I love Andrew Sullivan’s blog, The Dish, since he gathers comments about many topics as well as responses to them, and is willing to post long reader comments that challenge earlier posts. (Sullivan is gay, but he’s also a self-described conservative, and Catholic, so his blog’s content does not align along any simple left/right divide.) A recent thread about “science, climate, and skepticism” included this batch of reader responses, with some comments I’m inclined to quote. (Emphases mine; I think I’ll start doing this.)

From an unnamed reader:

I have to say that I was a bit miffed by your statement, “I favor maximal skepticism toward scientific theories that might prompt us to change our lives.” Of course you should be skeptical! It goes without saying. That’s the scientific method! So many deniers say, “Scientists disagree.” Of course we do! It’s our job! We are always challenging each other; it’s a service we provide to each other, as a way to keep us from slipping up. Knowing that my community will be skeptical, that they will challenge me as soon as I open my mouth at a conference, forces me to be as accurate and careful as possible.

But there are also a lot of things we do not disagree about. We all accept Newtonian mechanics as a means to describe dynamics in the physical world. That “theory” is used all the time: to design the suspension on your car, to keep the office you sit in from plummeting to the ground, and so on. The Navier Stokes equations of fluid mechanics are used to design better airplanes. We all fly around in planes and trust the Navier Stokes equations to describe lift and drag.
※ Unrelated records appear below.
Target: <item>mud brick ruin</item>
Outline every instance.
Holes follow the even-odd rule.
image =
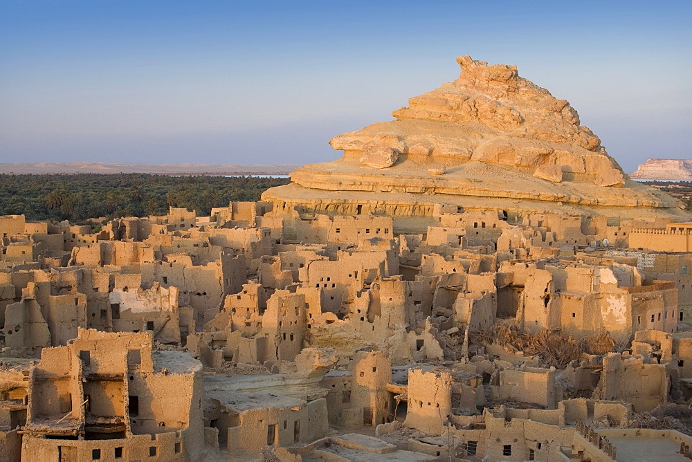
[[[260,202],[0,217],[0,459],[692,458],[692,216],[457,62]]]

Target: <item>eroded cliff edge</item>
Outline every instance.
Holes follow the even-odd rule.
[[[671,196],[637,183],[576,110],[516,66],[457,58],[459,78],[409,100],[395,120],[334,137],[335,161],[305,165],[262,198],[327,214],[428,216],[459,210],[670,217]]]

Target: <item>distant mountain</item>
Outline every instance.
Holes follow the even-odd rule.
[[[692,180],[692,159],[647,159],[630,178],[637,180]]]
[[[137,164],[100,162],[69,163],[0,163],[0,174],[119,174],[160,175],[286,175],[298,165],[291,164],[239,165],[237,164]]]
Anybody who visits a doctor is accepting scientific knowledge.

What we disagree about are the smaller things at the very leading edge. No computer is powerful enough to predict climate, so researchers are forced to make simplifying assumptions. They argue about that – which assumptions are least inaccurate and so on. The fundamentals are not in question; it’s the details.

You wrote, “And of course there’s always a chance that we’ll stumble upon some new evidence or theory that would throw this entire edifice into doubt (it happens).” Umm, no. Not like that. The basics are too solid.

Other reader comments go after Republicans in general –

These people make a mockery of thought. They are 21st-century Luddites motivated by stupidity and greed.

–and George Will and Charles Krauthammer in particular.

If there’s any issue that everyone left, right, and center should be fighting to address, it’s climate change, and the tagging of the science as a liberal plot by such undoubtedly intelligent men is far too tragic to be even darkly funny.

Here’s my perspective: David McRaney, and many other psychologists, have identified numerous psychological biases that all humans are prone to. For example: it’s difficult for humans to take long-term changes personally; it’s easy to think that bad things won’t happen to you; and it’s too easy to align your opinions to your social groups’, for the sake of social cohesion, which is one reason (aside from the obvious) why politicians are motivated to appeal to their base.

Climate change is a perfect storm of a relatively imminent threat to human existence that is so (relatively) gradual, the humans, as a society, are apparently unable to recognize the threat in time to do anything about it, but will suffer the consequences within the lifetimes of those now living. (As some have remarked, it’s not the *planet* that’s threatened – it has undergone massive changes over the past hundreds of millions of years, including several mass extinctions. It’s our *species* that’s threatened.)

Here’s a prediction: climate change will bring about catastrophic effects (including the flooding of several coastal US cities over the next century) before any mitigating measures will be taken against it. And people a century from now will look back at all those denied that anything was happening for so long, or privately realized something was happening but didn’t do anything about it for fear of losing their social privilege, and pass their historical judgment on them, and on us, as a society.